If you're curious to know how a feminist icon from the early 1900s might approach marriage - and let's face it, who wouldn't be!? - this one's for you.
A prenuptial agreement written by Aviation pioneer Amelia Earhart to her man George Putnam has been doing the internet rounds since Slate blogger Amanda Hess put it up on her Tumblr last week. And it's amazingly modern, this 80-year-old document.
Earhart, the first female aviator to fly a solo transatlantic flight, is hesitant about marriage - "You must know again my reluctance to marry..." - in case it "shatters" her career opportunities. Her occupation is what "means most" to her, she writes, so "let us not interfere with the others' work or play".
(Sound familiar? Almost a full century later, the work/life conundrum shows no sign of abating.)
Earhart also sketches a picture of open marriage ("I shall not hold you to any midaeval [sic] code of faithfulness") and stipulates that should she or George develop feelings for someone else, they should talk it out: "If we can be honest I think the difficulties which arise may best be avoided."
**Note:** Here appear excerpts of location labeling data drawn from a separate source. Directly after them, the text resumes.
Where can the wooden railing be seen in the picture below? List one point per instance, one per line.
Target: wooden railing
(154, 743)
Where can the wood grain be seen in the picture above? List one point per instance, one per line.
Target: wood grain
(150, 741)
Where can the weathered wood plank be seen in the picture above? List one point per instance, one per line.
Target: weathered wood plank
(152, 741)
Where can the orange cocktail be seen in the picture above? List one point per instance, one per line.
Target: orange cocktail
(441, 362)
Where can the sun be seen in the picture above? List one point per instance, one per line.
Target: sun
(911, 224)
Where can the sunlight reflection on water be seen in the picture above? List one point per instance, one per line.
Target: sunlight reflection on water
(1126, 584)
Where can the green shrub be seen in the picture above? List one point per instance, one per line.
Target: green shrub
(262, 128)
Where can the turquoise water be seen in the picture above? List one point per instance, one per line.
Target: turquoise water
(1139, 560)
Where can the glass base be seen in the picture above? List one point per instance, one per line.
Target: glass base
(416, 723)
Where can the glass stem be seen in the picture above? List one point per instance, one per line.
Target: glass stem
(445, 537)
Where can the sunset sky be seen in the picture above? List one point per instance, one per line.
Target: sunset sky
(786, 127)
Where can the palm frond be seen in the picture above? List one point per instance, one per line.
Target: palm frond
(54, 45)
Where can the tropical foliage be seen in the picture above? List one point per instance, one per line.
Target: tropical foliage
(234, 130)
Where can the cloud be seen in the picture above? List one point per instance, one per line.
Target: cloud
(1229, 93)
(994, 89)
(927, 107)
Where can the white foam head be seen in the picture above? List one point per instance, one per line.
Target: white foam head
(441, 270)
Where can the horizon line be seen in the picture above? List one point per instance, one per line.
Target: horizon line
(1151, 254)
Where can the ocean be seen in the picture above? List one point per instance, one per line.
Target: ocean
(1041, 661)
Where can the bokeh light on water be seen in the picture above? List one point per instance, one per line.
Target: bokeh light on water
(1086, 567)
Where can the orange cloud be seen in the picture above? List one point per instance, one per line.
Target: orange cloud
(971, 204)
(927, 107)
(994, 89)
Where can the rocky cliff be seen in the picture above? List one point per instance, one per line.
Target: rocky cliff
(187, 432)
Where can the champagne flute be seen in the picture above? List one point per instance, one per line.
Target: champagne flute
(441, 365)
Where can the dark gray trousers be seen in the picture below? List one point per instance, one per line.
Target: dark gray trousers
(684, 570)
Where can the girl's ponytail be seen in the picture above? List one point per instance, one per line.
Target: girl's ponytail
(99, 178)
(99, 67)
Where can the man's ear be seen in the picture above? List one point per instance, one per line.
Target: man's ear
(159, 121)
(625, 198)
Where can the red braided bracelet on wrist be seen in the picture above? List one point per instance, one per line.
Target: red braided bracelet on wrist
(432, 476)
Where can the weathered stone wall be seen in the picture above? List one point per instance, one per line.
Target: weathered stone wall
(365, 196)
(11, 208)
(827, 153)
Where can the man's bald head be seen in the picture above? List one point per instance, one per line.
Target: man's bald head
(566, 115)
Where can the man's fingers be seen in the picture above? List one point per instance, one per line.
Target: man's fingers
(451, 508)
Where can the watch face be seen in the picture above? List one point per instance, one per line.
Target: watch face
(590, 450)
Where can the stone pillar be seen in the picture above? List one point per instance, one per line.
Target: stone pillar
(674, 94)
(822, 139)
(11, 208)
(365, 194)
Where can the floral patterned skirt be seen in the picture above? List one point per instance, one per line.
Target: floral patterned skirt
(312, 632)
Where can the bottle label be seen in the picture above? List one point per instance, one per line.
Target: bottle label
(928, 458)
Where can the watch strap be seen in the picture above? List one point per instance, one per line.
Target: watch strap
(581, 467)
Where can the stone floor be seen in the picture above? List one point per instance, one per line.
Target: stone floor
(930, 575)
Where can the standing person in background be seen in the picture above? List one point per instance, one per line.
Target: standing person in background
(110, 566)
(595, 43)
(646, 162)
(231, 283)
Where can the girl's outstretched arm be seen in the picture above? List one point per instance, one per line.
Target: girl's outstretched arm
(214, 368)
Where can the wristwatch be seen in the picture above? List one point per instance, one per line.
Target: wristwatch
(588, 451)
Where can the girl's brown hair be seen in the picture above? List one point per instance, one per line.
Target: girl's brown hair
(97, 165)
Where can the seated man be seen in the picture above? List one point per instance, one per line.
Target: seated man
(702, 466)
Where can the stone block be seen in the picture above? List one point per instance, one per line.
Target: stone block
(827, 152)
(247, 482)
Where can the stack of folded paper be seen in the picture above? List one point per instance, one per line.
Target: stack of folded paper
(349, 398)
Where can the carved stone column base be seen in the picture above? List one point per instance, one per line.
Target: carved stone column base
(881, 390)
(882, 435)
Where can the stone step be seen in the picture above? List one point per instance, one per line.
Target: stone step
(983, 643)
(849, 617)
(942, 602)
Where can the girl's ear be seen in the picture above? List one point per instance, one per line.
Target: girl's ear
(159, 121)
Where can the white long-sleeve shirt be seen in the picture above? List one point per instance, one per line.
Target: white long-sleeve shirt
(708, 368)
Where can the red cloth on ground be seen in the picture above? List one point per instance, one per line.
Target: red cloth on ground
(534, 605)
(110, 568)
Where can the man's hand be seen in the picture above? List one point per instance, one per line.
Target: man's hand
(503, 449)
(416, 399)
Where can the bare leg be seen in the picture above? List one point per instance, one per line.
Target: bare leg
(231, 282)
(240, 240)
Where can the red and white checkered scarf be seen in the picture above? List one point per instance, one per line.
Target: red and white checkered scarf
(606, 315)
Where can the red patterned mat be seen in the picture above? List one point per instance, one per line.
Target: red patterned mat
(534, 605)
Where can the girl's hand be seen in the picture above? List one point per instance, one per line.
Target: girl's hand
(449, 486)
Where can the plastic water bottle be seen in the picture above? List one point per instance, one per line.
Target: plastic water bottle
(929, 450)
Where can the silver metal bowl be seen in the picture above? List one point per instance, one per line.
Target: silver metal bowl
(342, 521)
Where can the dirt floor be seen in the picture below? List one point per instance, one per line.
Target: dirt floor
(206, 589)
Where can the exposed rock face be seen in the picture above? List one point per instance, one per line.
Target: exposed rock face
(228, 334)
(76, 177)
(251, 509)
She needs time on her own, too: "I may need to keep some place where I can go be myself, now and then..." And, in a refreshing nod to the vital importance of happiness in marriage: "...you will let me go in a year if we find no happiness together."
To give you some background against which to read Earhart's prenup, marriage for women in the US in the 1930s was pretty much domestic servitude. They may have gained the vote, but on a popular level ladies who worked outside the home were seen as "un-American money grubbers, stealing jobs from men who needed them to support their families."
Also, check out this amazing 1930s scoresheet explaining how to be a good spouse. Formulated by the Scientific Marriage Foundation, it assigns "Demerits" and "Merits" for good and bad spousal behaviours - you were a crap wife, for example, if you wore red nail polish or went to bed with too much face cream on.
Winning wives, on the other hand, had meals on time, were "jolly and gay", and always asked "husband's opinion regarding important decisions." Fail, Earhart. Sorry.